Why I loved it: If you've been reading this blog for a while, you know that I love quiet books. (If not, see this post about another one.) Dana Reinhardt (How to Build a House, The Things a Brother Knows) is a master of the quiet, thought-provoking book. Don't get me wrong. Plenty of things happen to Drew, the 13-year-old protagonist of this novel, and to the people she loves. There's an accident. There's a long trip in the middle of the night. There's even a leap off a cliff into water. But if you're looking for an action-packed story with sword-fighting and superheroes a la Lightning Thief, you'll have to look elsewhere.

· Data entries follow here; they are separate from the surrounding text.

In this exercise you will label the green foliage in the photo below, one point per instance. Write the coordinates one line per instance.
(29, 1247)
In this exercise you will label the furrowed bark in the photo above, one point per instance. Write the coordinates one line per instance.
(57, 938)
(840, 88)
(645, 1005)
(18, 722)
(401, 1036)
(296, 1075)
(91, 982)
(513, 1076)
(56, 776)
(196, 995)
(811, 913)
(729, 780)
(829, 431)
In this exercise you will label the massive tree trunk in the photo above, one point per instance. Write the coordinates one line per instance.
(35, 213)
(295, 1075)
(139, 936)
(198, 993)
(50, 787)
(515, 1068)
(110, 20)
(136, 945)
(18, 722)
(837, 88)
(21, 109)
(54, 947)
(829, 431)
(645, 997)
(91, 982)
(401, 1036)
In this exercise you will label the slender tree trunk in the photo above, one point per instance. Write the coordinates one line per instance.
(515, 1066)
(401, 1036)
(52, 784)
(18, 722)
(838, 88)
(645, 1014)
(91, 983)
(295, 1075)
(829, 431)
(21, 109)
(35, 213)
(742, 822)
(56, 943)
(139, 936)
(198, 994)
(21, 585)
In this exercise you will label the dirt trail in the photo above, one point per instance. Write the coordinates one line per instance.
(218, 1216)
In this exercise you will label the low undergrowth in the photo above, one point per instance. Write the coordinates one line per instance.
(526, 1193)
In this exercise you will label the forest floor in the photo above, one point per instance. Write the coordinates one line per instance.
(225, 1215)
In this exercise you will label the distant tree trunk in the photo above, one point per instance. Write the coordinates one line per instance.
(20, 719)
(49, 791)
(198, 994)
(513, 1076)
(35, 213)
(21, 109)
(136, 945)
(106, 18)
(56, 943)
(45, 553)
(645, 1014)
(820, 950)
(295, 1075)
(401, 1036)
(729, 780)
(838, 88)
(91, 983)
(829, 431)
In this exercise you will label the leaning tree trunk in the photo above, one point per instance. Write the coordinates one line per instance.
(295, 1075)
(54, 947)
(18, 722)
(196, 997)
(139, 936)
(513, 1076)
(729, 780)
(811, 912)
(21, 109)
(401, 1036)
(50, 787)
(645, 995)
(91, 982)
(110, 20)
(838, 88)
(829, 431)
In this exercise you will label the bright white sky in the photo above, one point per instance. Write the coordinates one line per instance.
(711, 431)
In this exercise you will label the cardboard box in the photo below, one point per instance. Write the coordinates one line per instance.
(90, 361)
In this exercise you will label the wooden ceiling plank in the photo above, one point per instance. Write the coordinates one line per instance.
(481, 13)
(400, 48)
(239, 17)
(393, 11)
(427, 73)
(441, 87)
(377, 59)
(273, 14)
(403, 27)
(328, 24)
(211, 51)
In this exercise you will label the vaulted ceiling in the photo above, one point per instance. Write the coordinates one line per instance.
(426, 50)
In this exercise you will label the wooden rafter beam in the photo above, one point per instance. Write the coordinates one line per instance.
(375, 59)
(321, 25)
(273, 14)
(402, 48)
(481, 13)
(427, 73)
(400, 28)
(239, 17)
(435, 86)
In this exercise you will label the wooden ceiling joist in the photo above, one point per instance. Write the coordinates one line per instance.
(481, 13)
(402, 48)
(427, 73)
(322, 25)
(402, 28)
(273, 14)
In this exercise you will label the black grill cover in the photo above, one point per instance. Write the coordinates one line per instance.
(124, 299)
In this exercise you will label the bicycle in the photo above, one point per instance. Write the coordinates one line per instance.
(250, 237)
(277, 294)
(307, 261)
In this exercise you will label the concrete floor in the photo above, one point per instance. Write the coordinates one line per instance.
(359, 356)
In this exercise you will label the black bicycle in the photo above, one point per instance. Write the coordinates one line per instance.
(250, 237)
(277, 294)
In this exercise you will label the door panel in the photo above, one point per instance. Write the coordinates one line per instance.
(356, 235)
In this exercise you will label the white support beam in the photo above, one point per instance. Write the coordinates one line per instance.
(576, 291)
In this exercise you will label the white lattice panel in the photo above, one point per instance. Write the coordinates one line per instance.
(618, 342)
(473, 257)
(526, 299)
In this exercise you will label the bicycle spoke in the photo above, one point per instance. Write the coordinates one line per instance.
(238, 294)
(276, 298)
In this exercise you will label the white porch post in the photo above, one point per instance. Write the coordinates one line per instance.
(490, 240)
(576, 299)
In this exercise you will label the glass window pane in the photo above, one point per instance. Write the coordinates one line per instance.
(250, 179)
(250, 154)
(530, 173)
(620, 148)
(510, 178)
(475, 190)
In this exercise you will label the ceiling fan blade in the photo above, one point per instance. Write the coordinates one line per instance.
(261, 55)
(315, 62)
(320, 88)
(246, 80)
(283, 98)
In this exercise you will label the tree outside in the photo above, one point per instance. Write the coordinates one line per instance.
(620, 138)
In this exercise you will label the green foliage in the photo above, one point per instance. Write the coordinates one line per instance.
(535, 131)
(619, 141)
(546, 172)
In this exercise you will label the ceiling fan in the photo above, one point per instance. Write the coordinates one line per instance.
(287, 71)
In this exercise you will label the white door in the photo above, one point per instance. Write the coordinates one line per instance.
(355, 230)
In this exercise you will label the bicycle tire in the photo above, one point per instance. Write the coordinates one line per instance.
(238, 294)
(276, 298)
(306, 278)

The Summer I Learned to Fly makes you think.
It's also a lovely summer read because it's all about summer. Drew rides her bike, goes to the beach, helps at her mother's gourmet cheese shop, and admires Nick, the 18-year-old surfer. What draws her to Emmett, who is her own age, is, at first, the mystery of who he is and why he's in the alley. Later, it's the origami cranes he gives her. And later still, it's the quest he's saving up for, a quest to heal someone close to him. Emmett becomes her first real friend and helps her take that leap toward independence, toward learning who she really is. This is a book about friendship, but it's also a beautiful study of adolescence.
What summer books can you recommend?